In search of ‘primitive dress’
Viktor Geramb took the model for the clothing of the Slavic Man and Slavic Woman from the 10th to the 19th centuries from a Romantic depiction by Karl Russ (1810), a court painter to Archduke Johann. In this picture the couple is depicted barefoot and in white clothes fastened with a simple leather belt.
Saving traditional folk culture or ethnic stereotyping?

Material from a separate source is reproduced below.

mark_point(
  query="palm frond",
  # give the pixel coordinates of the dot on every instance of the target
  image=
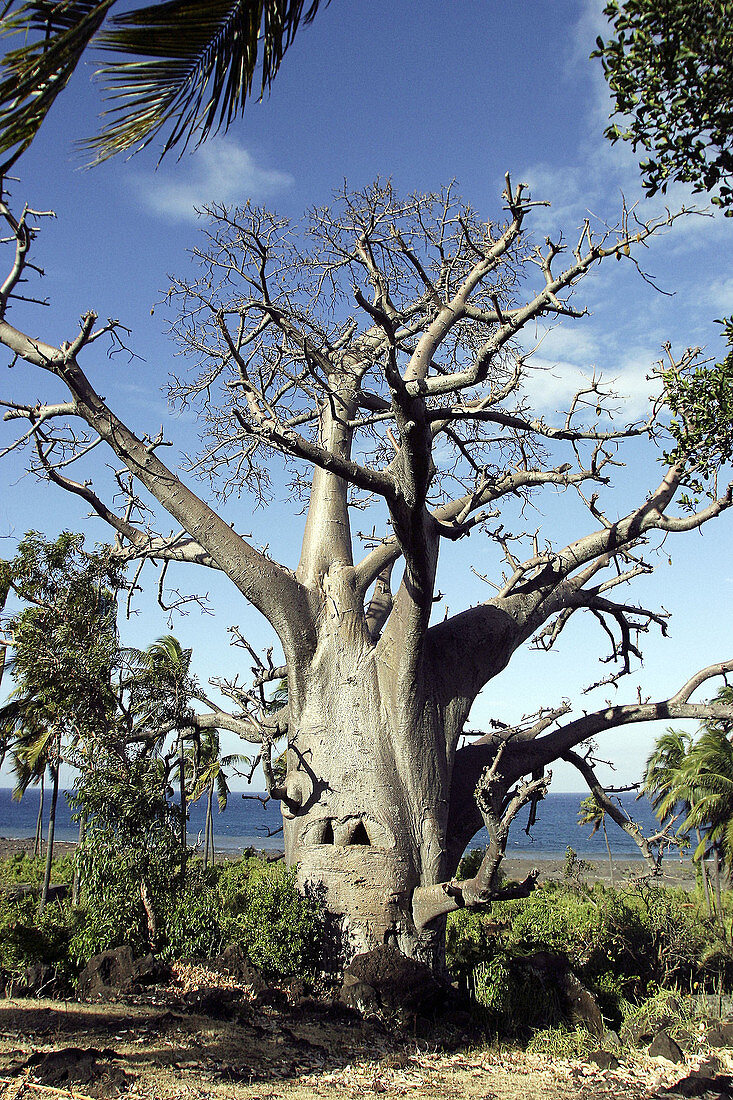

Is the portrayal of the Slavic Women/Man a longing for the ‘original and natural’ and the ‘primitive’ or a revitalisation thereof—a longing also anchored in folk studies at the beginning of the 20th century? Or was the museum reinforcing the cultural stereotyping of people from southeast Europe, as was already common in the 19th century? After all, early folk studies and ethnology did engage in the nationalisation, ethnicisation and biologisation of peoples. The classification and representation of ‘others’ in distinction to ‘one's own people’ found visible expression in, among other things, Tracht understood as national costume. Yet colourful Tracht also emerged in the southeast European parts of the Habsburg Monarchy in the context of nationalist efforts, and Viktor Geramb himself had always described ‘Slavic Tracht’ as colourful. In the showcase, however, the proximity of the differently dressed figures conveys a disparity of lifestyles and cultural development. The figures embodying Slavic Man/Slavic Woman were assigned a place near the bottom of the developmental scale on account of their alleged centuries-long bare-footedness and undyed clothing.